Stamp collecting isn’t something you would normally associate with rock ‘n’ roll, but The Postal Museum and Smithsonian’s National Postal Museum are bringing boyhood collections by John Lennon and Freddie Mercury together for the first time at the UK’s Largest Stamp Exhibition Stampex on 14th – 17th September.
This year, Stampex celebrates its 60th Anniversary and is hosting a Court of Honour to celebrate the stamp collections of two music legends, Freddie Mercury and John Lennon.
Lennon was 10 years old when he started collecting. This collection of his shows him in a different light to his public persona seen on stage and screen.
His collection contains stamps of letters sent from distant shores like New Zealand and America; one can assume the future star was dreaming of travel and adventure.
Lennon started collecting when his older cousin Stanley Parkes passed his collection on to him. It’s clear to see in the stamp book that Lennon erased his cousin’s name and that he also playfully added moustaches to the book’s cover, which has pictures of Queen Victoria and King George VI.
The other rock star collection on show is Freddie Mercury’s. On a side note, this year would have marked his 70th birthday in September.
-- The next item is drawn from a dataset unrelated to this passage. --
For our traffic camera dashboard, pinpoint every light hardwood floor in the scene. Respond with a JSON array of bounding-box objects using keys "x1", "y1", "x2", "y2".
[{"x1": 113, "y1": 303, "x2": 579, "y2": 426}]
Mercury’s stamp collection was purchased in 1993 by The National Postal Museum, now known as The Postal Museum, and all money was donated to The Mercury Phoenix Trust, an AIDS charity set up to remember the legendary singer.
Mercury was a collector of stamps between the ages of 9 and 12, and his focus whilst a collector was on stamps from his birthplace Zanzibar and the British Empire.